Ketua Umum Adinkes, dr. M. Subuh MPPM, menyampaikan bahwa pendekatan melalui perangkat desa mendapat respons positif dari masyarakat. Dalam kegiatan ini, Adinkes juga mendorong dinas kesehatan di daerah untuk mengevaluasi program penanggulangan stunting dan penyakit menular.
“Melalui Seminar dan Lokakarya 2025, kita ingin memperkuat advokasi dan sosialisasi kepada desa. Karena itu, kami menggandeng berbagai pihak, termasuk pemerintah, organisasi dalam dan luar negeri, masyarakat, dan swasta,” kata Subuh. Seminar dan Lokakarya Nasional 2025 ini dilangsungkan di Four Points Hotel Ungasan pada 29 April hingga 2 Mei 2025.
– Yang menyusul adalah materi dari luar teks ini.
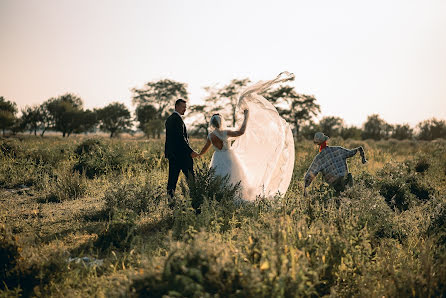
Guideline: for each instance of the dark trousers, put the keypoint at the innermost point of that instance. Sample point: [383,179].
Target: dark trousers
[174,171]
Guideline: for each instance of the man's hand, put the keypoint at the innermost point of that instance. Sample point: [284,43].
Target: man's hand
[361,152]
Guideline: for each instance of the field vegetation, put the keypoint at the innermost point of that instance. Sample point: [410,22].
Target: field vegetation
[88,216]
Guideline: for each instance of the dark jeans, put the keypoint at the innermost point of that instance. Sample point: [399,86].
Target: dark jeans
[175,167]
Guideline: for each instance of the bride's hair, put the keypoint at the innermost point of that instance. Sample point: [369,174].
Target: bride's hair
[216,121]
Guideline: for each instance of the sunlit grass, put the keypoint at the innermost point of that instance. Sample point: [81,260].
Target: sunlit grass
[385,236]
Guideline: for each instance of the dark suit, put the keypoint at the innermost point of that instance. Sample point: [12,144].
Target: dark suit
[177,151]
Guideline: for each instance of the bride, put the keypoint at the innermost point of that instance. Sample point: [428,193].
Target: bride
[261,158]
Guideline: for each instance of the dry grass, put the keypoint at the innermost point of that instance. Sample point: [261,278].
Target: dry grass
[356,244]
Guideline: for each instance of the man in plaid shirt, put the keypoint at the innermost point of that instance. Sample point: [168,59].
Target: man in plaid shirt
[332,163]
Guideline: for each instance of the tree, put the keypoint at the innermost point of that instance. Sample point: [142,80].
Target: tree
[8,109]
[161,95]
[213,103]
[331,125]
[66,112]
[432,129]
[202,117]
[31,119]
[402,132]
[88,121]
[296,108]
[230,95]
[351,132]
[145,113]
[47,119]
[154,127]
[114,118]
[375,128]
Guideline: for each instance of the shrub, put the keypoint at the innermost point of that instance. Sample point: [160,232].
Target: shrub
[66,185]
[96,158]
[9,253]
[9,148]
[206,185]
[118,234]
[134,197]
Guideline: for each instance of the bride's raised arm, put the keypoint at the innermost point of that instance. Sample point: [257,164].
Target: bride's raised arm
[242,129]
[205,147]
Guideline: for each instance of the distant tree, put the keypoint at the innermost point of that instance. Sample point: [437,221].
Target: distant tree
[201,118]
[8,110]
[351,132]
[375,128]
[296,108]
[213,103]
[229,95]
[88,121]
[402,132]
[308,130]
[161,95]
[331,125]
[47,119]
[145,113]
[31,119]
[114,118]
[432,129]
[66,111]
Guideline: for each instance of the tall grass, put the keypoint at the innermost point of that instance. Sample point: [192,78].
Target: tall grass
[105,199]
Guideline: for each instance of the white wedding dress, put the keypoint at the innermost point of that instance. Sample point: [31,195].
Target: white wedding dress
[262,159]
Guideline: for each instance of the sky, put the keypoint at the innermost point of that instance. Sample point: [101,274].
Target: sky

Program Generasi Maju Bebas Stunting Award 2025 diharapkan menjadi stimulan agar dinas kesehatan berlomba melakukan inovasi. Terdapat tiga kategori penghargaan, yakni inovasi pengolahan pangan lokal dan PKMK, pemanfaatan kolaborasi lintas sektor dan teknologi informasi, serta pemberdayaan dan edukasi masyarakat terkait ASI dan sistem rujukan berjenjang.
Menurut data Survei Kesehatan Indonesia (SKI) 2023, prevalensi stunting nasional tercatat sebesar 21,5 persen. Meski mengalami penurunan dalam satu dekade terakhir, angka tersebut masih di atas ambang batas yang ditetapkan WHO, yakni 20 persen.